Finding the number of counters having each colour. There are counters available in $7$ different colours. Counters are all alike except for the colour and they are atleast $10$ of each colour. Find the number of ways in which an arrangement of $10$ counters can be made. How many of these will have counters of each colour.  
As there are ten places to fill and each can be filled with $7$ colours the number of arrangement $7^{10}$.  
For the second question I note that as there are atleast $10$ of each we have cases ranging from all $10$ of same colours. How to handle all these taking each case and then finding perputations seems to be a tiring job. 
 A: Your $7^{10}$ is correct. If you have all colors represented, you have a limited number of combinations of colors.  You can have four of one color and one of each other, or ...  Now compute the number of ways of getting each of these.
A: Hint for part two
Suppose you have chosen $3$ of one color, $2$ of another, and $1$ each of the rest,
viz. a $\;\;3-2-1-1-1-1-1$ of a kind, then there will be:
$\left[\binom71\binom61\;\text{ways to choose the colors}\right]\times\left[\frac{10!}{3!2!}\text{ ways to place them}\right]$
Work out similarly for other patterns and add up.
A: Your answer for the first question is correct.
For the second question, we can use the Inclusion-Exclusion Principle.  
We must exclude those solutions in which there are fewer than seven different colors used.  
There are $\binom{7}{1}$ ways of excluding one of the seven colors and $6^{10}$ ways of arranging $10$ counters using the six remaining colors.
There are $\binom{7}{2}$ ways of excluding two of the seven colors and $5^{10}$ ways of arranging $10$ counters using the five remaining colors.

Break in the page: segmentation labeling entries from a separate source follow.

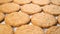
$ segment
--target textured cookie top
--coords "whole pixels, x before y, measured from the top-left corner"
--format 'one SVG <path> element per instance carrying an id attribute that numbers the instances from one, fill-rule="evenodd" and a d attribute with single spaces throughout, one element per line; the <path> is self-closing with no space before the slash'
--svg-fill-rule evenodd
<path id="1" fill-rule="evenodd" d="M 9 25 L 0 24 L 0 34 L 13 34 L 13 30 Z"/>
<path id="2" fill-rule="evenodd" d="M 46 34 L 60 34 L 60 26 L 53 26 L 49 28 Z"/>
<path id="3" fill-rule="evenodd" d="M 30 21 L 29 15 L 23 12 L 14 12 L 6 15 L 5 22 L 11 26 L 19 26 L 26 24 Z"/>
<path id="4" fill-rule="evenodd" d="M 0 12 L 0 21 L 2 21 L 3 19 L 4 19 L 4 14 Z"/>
<path id="5" fill-rule="evenodd" d="M 41 7 L 36 4 L 25 4 L 21 7 L 21 11 L 27 14 L 34 14 L 37 12 L 41 12 Z"/>
<path id="6" fill-rule="evenodd" d="M 43 7 L 44 12 L 53 14 L 53 15 L 59 15 L 60 14 L 60 6 L 56 5 L 46 5 Z"/>
<path id="7" fill-rule="evenodd" d="M 60 5 L 60 0 L 51 0 L 51 2 L 55 5 Z"/>
<path id="8" fill-rule="evenodd" d="M 37 13 L 32 16 L 31 22 L 34 25 L 45 28 L 56 24 L 56 19 L 53 15 L 47 13 Z"/>
<path id="9" fill-rule="evenodd" d="M 0 4 L 11 2 L 12 0 L 0 0 Z"/>
<path id="10" fill-rule="evenodd" d="M 47 5 L 50 3 L 50 0 L 32 0 L 32 3 L 38 5 Z"/>
<path id="11" fill-rule="evenodd" d="M 16 12 L 20 9 L 20 6 L 15 3 L 5 3 L 0 6 L 0 10 L 4 13 Z"/>
<path id="12" fill-rule="evenodd" d="M 14 0 L 13 2 L 20 4 L 20 5 L 23 5 L 23 4 L 30 3 L 31 0 Z"/>
<path id="13" fill-rule="evenodd" d="M 58 23 L 60 24 L 60 15 L 57 17 Z"/>
<path id="14" fill-rule="evenodd" d="M 23 25 L 18 27 L 15 34 L 44 34 L 44 31 L 37 26 L 33 25 Z"/>

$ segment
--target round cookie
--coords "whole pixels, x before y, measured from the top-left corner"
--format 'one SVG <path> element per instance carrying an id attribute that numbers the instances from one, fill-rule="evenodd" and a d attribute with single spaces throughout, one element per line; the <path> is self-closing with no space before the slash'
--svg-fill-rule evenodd
<path id="1" fill-rule="evenodd" d="M 29 21 L 29 15 L 23 12 L 13 12 L 5 17 L 5 23 L 11 26 L 20 26 L 28 23 Z"/>
<path id="2" fill-rule="evenodd" d="M 0 4 L 11 2 L 12 0 L 0 0 Z"/>
<path id="3" fill-rule="evenodd" d="M 20 6 L 15 3 L 5 3 L 1 5 L 0 8 L 1 8 L 0 10 L 4 13 L 11 13 L 18 11 L 20 9 Z"/>
<path id="4" fill-rule="evenodd" d="M 23 4 L 28 4 L 31 2 L 31 0 L 14 0 L 13 1 L 14 3 L 17 3 L 17 4 L 20 4 L 20 5 L 23 5 Z"/>
<path id="5" fill-rule="evenodd" d="M 41 12 L 41 7 L 36 4 L 25 4 L 21 7 L 21 11 L 27 14 L 34 14 Z"/>
<path id="6" fill-rule="evenodd" d="M 60 26 L 53 26 L 49 28 L 46 34 L 60 34 Z"/>
<path id="7" fill-rule="evenodd" d="M 55 5 L 60 5 L 60 0 L 51 0 L 51 2 Z"/>
<path id="8" fill-rule="evenodd" d="M 32 15 L 31 22 L 33 25 L 47 28 L 56 24 L 56 19 L 53 15 L 47 13 L 37 13 Z"/>
<path id="9" fill-rule="evenodd" d="M 38 5 L 47 5 L 50 3 L 50 0 L 32 0 L 32 3 Z"/>
<path id="10" fill-rule="evenodd" d="M 45 13 L 49 13 L 52 15 L 59 15 L 60 14 L 60 6 L 56 5 L 46 5 L 43 7 L 43 11 Z"/>
<path id="11" fill-rule="evenodd" d="M 9 25 L 0 24 L 0 34 L 13 34 L 13 30 Z"/>
<path id="12" fill-rule="evenodd" d="M 2 21 L 3 19 L 4 19 L 4 14 L 0 12 L 0 21 Z"/>
<path id="13" fill-rule="evenodd" d="M 15 31 L 15 34 L 44 34 L 44 31 L 37 26 L 33 25 L 22 25 L 18 27 Z"/>

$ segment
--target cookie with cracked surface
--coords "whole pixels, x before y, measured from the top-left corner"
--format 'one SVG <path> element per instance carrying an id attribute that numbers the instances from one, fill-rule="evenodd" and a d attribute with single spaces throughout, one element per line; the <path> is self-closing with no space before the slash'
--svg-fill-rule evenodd
<path id="1" fill-rule="evenodd" d="M 49 28 L 46 34 L 60 34 L 60 26 L 53 26 Z"/>
<path id="2" fill-rule="evenodd" d="M 29 15 L 23 12 L 13 12 L 5 17 L 5 23 L 11 26 L 20 26 L 30 21 Z"/>
<path id="3" fill-rule="evenodd" d="M 60 6 L 57 5 L 46 5 L 43 7 L 43 11 L 45 13 L 49 13 L 52 15 L 59 15 L 60 14 Z"/>
<path id="4" fill-rule="evenodd" d="M 55 5 L 60 5 L 60 0 L 51 0 L 51 2 Z"/>
<path id="5" fill-rule="evenodd" d="M 0 34 L 13 34 L 12 27 L 6 24 L 0 24 Z"/>
<path id="6" fill-rule="evenodd" d="M 20 4 L 20 5 L 23 5 L 23 4 L 28 4 L 31 2 L 31 0 L 14 0 L 13 1 L 14 3 L 17 3 L 17 4 Z"/>
<path id="7" fill-rule="evenodd" d="M 53 15 L 47 13 L 37 13 L 32 15 L 31 22 L 33 25 L 48 28 L 55 25 L 57 20 Z"/>
<path id="8" fill-rule="evenodd" d="M 35 14 L 41 12 L 41 7 L 36 4 L 25 4 L 21 7 L 21 11 L 27 14 Z"/>
<path id="9" fill-rule="evenodd" d="M 0 6 L 0 10 L 3 13 L 12 13 L 12 12 L 18 11 L 19 9 L 20 9 L 20 6 L 15 3 L 5 3 Z"/>
<path id="10" fill-rule="evenodd" d="M 44 31 L 37 26 L 34 25 L 22 25 L 18 27 L 15 31 L 15 34 L 44 34 Z"/>

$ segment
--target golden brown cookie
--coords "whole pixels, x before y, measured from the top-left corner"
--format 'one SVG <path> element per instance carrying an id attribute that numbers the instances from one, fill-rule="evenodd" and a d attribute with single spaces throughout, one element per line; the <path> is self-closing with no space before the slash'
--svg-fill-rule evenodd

There are $\binom{7}{3}$ ways of excluding three of the seven colors and $4^{10}$ ways of arranging $10$ counters using the four remaining colors.  
In general, there are $\binom{7}{k}$ ways of excluding $k$ of the seven colors and $(7 - k)^{10}$ ways of arranging $10$ counters using the $k$ remaining colors.  
By the Inclusion-Exclusion Principle, the number of arrangements in which each of the seven colors is used is 
$$\sum_{k = 0}^{7} (-1)^k\binom{7}{k}(7 - k)^{10}$$